Injury Time - Beryl Bainbridge [31]
How he hated telling too many lies; it brought his face out in blotches. He could have strangled Simpson, dithering there at the sink with a dish towel in his hand and his naked toes exposed. The man was a sissy messing about with dirty plates. He seemed to have forgotten entirely the lateness of the hour. Of course, his wife wasn’t sitting at home, waiting to hear his excuses.
Edward looked in the mirror and saw, reflected behind his uncombed head, Jesus on the wall, surrounded by his disciples. It was all right for some, he thought – those who knew the precise moment of their martyrdom. For himself, life stretched ahead, unplanned, full of accidental alarms. The pallor of his face in the glass dismayed him. He recalled the verse of a poem he’d memorised as a boy: ‘And there lay the rider distorted and pale, With the dew on his brow and the rust on his mail; And the tents were all silent, the banners alone, The lances uplifted, the trumpets unblown . . .’
From somewhere beyond the window he heard the distant clamour of an ambulance. Alma, slumbering within the stifling folds of her khaki duffle coat, whimpered and kicked a cushion to the floor.
Outside the house, still clutching her newspaper package, Muriel stood motionless. The taxi appeared again at the top of the street. The woman stopped running and swivelled the pram sickeningly in a half circle on the wet pavement. The hedge shook. Rain drops slid through the glittering leaves. Dragging the pram behind her, the woman began to mount the steps of Binny’s house. The taxi skidded to a halt; men leapt desperately into the road. Muriel moved then and in a dream bent and caught hold of the rubber tyres and helped to lift the pram over the top step and into the hall. She was flung bodily toward the stairs. A bicycle rode ahead of her along the carpet and crashed against the bannisters. Hands tore at the hood of the pram; something white, intricate as a paper doily and patterned with light, drifted through the air. She clawed her way back down the hall to where the creeper swayed in the wind. In slow motion, it seemed, she saw an infant, entangled in a crocheted shawl, bounce upon the railings. She screamed. A dimpled knee shone for an instant as a beam of light hurtled across the step. Scooping the limp bundle to her breast, she was seized by the hair and dragged brutally backwards. Falling with arched spine over the hood of the pram, she lost her balance and rolled to the floor; she lay with her cheek pressed to the dark skirting board and the silent baby stuffed within her arms. The front door slammed shut.
To those inside the kitchen, discounting the sleeping woman on the sofa, the sounds from the hall were so sudden and so violent that for several seconds they stood frozen in their tracks. Binny stared at Edward. Her raised hand, arrested between sink and dish rack, gripped a saucer bubbling with soap suds. I love you, she thought. Help me.
Then the door burst inwards.
9
Two men, one dark, one red-headed, held shot guns. A third man, unarmed, was gripping a thin woman by the throat and throttling her.
‘The window, Harry,’ shouted the man with red hair.

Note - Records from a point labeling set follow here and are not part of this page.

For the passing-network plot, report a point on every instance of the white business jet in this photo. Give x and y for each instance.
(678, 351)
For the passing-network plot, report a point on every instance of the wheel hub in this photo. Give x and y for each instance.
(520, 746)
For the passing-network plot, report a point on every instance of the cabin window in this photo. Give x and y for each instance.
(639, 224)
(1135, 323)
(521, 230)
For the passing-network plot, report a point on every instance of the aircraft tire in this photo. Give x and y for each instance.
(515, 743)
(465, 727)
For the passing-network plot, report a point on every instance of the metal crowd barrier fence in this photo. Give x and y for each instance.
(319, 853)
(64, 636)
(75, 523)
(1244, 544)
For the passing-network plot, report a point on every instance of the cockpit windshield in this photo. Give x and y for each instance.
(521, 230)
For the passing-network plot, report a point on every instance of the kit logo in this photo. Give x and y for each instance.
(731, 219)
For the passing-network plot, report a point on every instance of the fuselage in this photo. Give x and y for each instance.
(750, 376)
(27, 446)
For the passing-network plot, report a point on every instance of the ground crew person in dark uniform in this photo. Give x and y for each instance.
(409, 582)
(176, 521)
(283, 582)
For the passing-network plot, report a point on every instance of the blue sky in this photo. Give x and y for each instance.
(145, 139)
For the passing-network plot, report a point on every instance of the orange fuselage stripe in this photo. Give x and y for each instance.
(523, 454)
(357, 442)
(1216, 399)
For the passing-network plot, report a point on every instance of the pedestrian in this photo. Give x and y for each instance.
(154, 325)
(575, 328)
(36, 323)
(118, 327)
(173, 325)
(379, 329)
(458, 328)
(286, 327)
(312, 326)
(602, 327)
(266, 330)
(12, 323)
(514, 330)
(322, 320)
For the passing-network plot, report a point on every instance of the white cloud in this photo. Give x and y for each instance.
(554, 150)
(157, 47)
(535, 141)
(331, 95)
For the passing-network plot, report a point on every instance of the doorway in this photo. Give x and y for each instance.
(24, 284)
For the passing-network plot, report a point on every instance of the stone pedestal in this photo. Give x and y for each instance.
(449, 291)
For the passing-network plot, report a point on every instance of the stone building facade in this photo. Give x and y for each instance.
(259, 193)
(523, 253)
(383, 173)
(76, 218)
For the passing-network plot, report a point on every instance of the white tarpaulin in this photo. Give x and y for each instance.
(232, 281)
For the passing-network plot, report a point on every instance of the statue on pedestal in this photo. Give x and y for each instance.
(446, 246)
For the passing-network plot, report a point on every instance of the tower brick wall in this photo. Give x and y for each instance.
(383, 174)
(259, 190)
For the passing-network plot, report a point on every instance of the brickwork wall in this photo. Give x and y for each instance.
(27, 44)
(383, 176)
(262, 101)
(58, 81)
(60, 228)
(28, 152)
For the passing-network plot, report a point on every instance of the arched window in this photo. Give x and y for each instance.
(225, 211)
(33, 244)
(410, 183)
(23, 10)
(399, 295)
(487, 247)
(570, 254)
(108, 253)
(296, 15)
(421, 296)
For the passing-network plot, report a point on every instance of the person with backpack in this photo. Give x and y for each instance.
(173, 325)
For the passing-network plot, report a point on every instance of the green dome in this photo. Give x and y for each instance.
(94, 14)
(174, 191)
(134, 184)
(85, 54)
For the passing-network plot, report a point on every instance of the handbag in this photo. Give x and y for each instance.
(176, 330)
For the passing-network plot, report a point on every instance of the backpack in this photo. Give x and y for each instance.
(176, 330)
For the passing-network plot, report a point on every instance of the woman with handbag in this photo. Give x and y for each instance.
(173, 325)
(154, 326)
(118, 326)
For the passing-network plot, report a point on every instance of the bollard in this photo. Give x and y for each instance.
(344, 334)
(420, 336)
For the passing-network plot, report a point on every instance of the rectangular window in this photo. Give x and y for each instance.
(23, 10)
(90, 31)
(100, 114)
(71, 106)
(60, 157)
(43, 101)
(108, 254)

Harry ran to the shutters and punched the metal bar with his fist. Turning, he swung his gun in the air like a cricket bat and clouted the yellow lampshade that hung above the table. The parchment split, the shade pitched wildly; shadows went bouncing up and down the floor. Edward, seeing the man’s arm rise, ducked instinctively. For one solitary moment he clung to the illusion that the pandemonium about him was an elaborate and outrageous joke, perpetrated by Binny to annoy him. Scuttling under the table, he crouched on all fours, watching the man’s feet prance upon the carpet.